Sample Sizes for Testing Ideas

Scientists often need to figure out how many people or animals they need in a study to be able to clearly test an idea (a "hypothesis"). This is about having enough "power" in your test to see a real difference if one exists.

Using Tables

Sometimes, you can use pre-made tables to estimate sample sizes. For example, if you're comparing two groups (like a group getting a new treatment and a control group getting no treatment), you can use a table like the one below.

Power	Cohen's d
Power	0.2	0.5	0.8
0.25	84	14	6
0.50	193	32	13
0.60	246	40	16
0.70	310	50	20
0.80	393	64	26
0.90	526	85	34
0.95	651	105	42
0.99	920	148	58

This table helps you find the sample size for each group (assuming they are equal in size) if you want a 0.05 significance level (meaning there's a 5% chance of saying there's a difference when there isn't one).

Power: This is how likely you are to find a real difference if one truly exists. Higher power means you're more likely to spot it.
Cohen's d: This is a way to measure how big the expected difference is between your groups, compared to how much the data usually varies. A larger Cohen's d means a bigger, easier-to-spot difference.

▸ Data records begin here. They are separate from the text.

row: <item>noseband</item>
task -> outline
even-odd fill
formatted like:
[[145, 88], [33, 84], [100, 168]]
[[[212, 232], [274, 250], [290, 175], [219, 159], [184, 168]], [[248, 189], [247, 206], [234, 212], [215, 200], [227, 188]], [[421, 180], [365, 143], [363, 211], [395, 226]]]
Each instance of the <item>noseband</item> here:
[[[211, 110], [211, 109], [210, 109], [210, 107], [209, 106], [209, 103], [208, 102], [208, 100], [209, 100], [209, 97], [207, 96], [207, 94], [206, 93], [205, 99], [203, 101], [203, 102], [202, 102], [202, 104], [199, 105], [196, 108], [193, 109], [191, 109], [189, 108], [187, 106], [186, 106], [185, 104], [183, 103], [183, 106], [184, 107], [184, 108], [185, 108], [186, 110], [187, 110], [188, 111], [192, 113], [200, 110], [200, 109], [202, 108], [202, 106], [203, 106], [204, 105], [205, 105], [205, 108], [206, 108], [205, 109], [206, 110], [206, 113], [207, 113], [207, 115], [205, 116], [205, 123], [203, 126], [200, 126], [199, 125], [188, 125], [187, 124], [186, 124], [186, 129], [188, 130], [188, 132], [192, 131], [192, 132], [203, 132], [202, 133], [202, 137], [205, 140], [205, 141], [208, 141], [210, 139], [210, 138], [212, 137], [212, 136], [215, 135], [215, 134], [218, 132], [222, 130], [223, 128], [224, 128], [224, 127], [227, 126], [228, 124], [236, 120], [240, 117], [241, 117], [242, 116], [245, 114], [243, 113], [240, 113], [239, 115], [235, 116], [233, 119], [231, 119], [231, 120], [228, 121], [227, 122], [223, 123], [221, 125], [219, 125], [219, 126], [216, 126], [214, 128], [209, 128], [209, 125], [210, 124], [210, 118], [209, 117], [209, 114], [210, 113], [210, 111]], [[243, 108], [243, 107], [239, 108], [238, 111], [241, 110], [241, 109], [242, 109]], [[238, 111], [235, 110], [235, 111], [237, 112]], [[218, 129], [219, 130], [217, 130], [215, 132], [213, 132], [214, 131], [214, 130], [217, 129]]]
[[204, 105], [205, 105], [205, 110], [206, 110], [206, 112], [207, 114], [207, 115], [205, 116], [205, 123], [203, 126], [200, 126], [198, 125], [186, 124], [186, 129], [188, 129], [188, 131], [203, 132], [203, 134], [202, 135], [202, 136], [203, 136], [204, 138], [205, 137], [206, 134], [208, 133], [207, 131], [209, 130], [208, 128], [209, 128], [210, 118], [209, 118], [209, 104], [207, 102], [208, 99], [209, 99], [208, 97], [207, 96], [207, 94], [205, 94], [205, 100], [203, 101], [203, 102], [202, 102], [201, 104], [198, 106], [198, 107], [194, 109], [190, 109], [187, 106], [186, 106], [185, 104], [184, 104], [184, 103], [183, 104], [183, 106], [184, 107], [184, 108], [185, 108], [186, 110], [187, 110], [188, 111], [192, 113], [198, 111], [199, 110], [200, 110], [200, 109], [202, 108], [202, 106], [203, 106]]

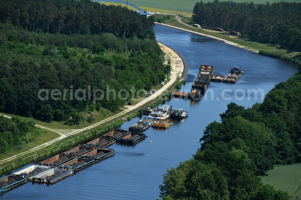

For example, if you want 80% power to detect a "medium" effect size (Cohen's d = 0.5), you would need 64 individuals in each group, for a total of 128 individuals.

Mead's Resource Equation

Mead's resource equation is a simpler way to estimate sample sizes, often used for lab experiments, especially with animals. It's not as precise as other methods, but it gives you a good starting point when you don't know much about the expected results.

The equation is:

E = N - B - T,

where:

N is the total number of individuals or units in your study (minus 1).
B is for any "blocking" you do, like if you divide your study into different environments (minus 1).
T is for the "treatment" groups, meaning the number of different groups you're comparing (like a treatment group and a control group, minus 1).
E is the "error component," and it should ideally be between 10 and 20. If E is too high, your sample might be too big; if it's too low, it might be too small.

For instance, if you plan a study with lab animals, using four treatment groups (so T=3) and eight animals per group, that's 32 animals total (N=31). If you don't divide them into other groups (B=0), then E would be 28. Since 28 is above 20, it suggests that 32 animals might be a bit too many, and maybe six animals per group would be enough.

Studying Different Groups (Stratified Sampling)

When you use more complex ways of sampling, like stratified sampling, you often divide your total sample into smaller groups called "sub-samples." For example, if you're surveying a school, you might want to make sure you get enough students from each grade level. Each grade level would be a "stratum," and you'd decide how many students to pick from each.

The total sample size is just the sum of all these sub-sample sizes. Deciding how many to pick from each group can be done in smart ways to get the most accurate results.

There are many reasons to use this method: it can make your estimates more accurate, help you study specific groups, or even save money (for example, by sampling more people in areas that are easy to reach).

Qualitative Research Sample Sizes

In qualitative studies (where you explore ideas and experiences, often through interviews or observations, rather than just numbers), deciding the sample size is different. It's usually a more flexible process that happens as the research goes on.

One common approach is to keep adding participants or material until you reach "saturation." This means you're no longer hearing new information or ideas, and you feel you've explored the topic enough. There isn't a strict formula for this, but researchers have studied how many people are typically needed to reach saturation in different types of qualitative studies.